KUALA Lumpur, Malaysia--As part of its ongoing efforts to combat against cyber security threats, the Malaysian government has developed a policy aimed at ensuring efforts across at least 10 industry sectors are well-coordinated.

According to a senior official, the National Information Security Policy (NISP) addresses the institutional arrangements, cooperation between the public and private sectors, regulatory and legislative issues, and the technology framework.

Fatmah Mahmood, deputy director of the ICT Policy Division at Ministry of Science, Technology, and Innovation, said 10 critical sectors have been identified so far. They include national defense and security; banking and finance; information and communications; energy, water, and transportation; government emergency services, food and agriculture, and health services.

About 80 percent of these industries involve the private sector, Fatmah said. She added that with the mounting online threats, securing the information infrastructures would require substantial effort by everyone, as well as close collaboration between the government and the private sector.

"Malaysia increasingly relies on information networks for the conduct of vital business. These networks are potentially subject to major disruptions from a variety of external sources," she said.

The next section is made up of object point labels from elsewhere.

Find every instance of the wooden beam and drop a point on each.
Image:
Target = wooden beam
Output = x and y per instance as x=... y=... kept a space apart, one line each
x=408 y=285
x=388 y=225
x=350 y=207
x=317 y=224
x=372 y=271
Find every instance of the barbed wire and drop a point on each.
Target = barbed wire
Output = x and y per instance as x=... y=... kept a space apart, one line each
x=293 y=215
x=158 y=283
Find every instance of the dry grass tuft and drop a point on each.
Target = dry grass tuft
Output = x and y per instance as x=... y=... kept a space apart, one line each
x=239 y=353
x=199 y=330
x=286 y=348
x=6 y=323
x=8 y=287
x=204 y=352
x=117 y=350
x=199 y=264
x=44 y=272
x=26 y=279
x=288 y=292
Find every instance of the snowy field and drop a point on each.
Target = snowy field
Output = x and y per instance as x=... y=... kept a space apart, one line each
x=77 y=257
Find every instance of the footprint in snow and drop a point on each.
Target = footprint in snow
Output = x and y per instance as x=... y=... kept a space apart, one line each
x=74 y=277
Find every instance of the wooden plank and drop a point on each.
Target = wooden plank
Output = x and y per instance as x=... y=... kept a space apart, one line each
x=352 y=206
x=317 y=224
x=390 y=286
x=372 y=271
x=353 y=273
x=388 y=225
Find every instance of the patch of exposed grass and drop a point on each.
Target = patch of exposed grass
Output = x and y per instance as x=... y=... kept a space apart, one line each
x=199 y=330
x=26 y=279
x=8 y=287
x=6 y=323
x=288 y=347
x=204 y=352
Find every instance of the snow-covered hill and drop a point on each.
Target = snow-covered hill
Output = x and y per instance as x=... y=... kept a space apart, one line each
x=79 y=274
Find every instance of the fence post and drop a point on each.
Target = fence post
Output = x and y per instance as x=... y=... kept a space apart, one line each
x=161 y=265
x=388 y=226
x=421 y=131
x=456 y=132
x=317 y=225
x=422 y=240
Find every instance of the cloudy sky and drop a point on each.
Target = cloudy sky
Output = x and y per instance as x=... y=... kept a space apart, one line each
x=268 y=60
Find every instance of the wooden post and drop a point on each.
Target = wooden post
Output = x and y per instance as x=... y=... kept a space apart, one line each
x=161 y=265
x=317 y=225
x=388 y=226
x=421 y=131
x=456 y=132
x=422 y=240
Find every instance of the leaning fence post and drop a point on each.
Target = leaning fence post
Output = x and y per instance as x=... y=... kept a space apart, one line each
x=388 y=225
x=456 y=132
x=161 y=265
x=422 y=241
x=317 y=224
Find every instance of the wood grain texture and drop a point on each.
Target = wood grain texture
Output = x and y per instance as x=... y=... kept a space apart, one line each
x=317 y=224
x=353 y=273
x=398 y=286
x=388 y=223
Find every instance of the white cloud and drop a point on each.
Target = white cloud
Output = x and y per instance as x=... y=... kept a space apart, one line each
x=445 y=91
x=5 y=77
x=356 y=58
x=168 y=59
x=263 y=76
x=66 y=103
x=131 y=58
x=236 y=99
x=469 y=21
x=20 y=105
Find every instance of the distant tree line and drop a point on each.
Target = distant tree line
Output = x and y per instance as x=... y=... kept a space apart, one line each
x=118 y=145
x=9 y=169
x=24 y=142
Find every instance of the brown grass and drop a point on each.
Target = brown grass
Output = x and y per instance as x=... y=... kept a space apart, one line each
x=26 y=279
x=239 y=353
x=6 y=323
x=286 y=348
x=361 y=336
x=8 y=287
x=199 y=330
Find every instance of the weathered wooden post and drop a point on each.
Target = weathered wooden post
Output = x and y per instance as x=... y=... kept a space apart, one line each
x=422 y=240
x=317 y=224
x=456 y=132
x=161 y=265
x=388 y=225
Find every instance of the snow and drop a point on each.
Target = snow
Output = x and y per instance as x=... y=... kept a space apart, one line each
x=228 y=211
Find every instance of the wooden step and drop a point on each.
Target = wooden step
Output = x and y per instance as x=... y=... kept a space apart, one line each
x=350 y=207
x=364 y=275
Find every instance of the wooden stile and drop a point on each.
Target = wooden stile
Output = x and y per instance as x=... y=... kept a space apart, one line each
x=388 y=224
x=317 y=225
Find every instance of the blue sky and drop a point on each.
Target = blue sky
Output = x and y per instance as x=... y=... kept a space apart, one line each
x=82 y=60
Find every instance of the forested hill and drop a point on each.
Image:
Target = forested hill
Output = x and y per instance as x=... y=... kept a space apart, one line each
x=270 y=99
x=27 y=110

Fatmah added that cyber security ranks high on Malaysia's national agenda due to the increasing number of cyber attacks and security incidents in recent years. For example, 45 Malaysian Web sites have been defaced since the beginning of the year, according to security reports by the Malaysian Computer Emergency Response Team (MyCERT). These include government portals, and most of the recently defaced sites were posted with messages of "hatred and dissatisfaction" against the Malaysian government, she noted.

Statistics compiled by the National ICT Security and Emergency Response Centre (Niser) also showed that hundreds of Malaysian Web sites came under attack last year.

Fatmah pointed out that the unavailability of computer resources, breach of confidentiality, and loss of data integrity affect the image of the country. Such incidents also add to the "loss of confidence and credibility in our financial systems", she said.

According to her, there is a four-phase roadmap for the implementation of the NISP. The first two phases-- information gathering and analysis, and formulation of information security vision--have already been completed. The third and fourth phases involve the development of the info security policy, followed by the charting of the roadmap and action plan for policy implementation.

"We do expect to have the NISP ready by year-end, and this will be followed by implementation throughout the nation," said Fatmah.

Besides Mimos, which is the lead agency for the NISP, consulting companies KPMG and Jagat Consulting are also involved in drafting the policy.

Cordelia Lee is a freelance IT journalist based in Malaysia.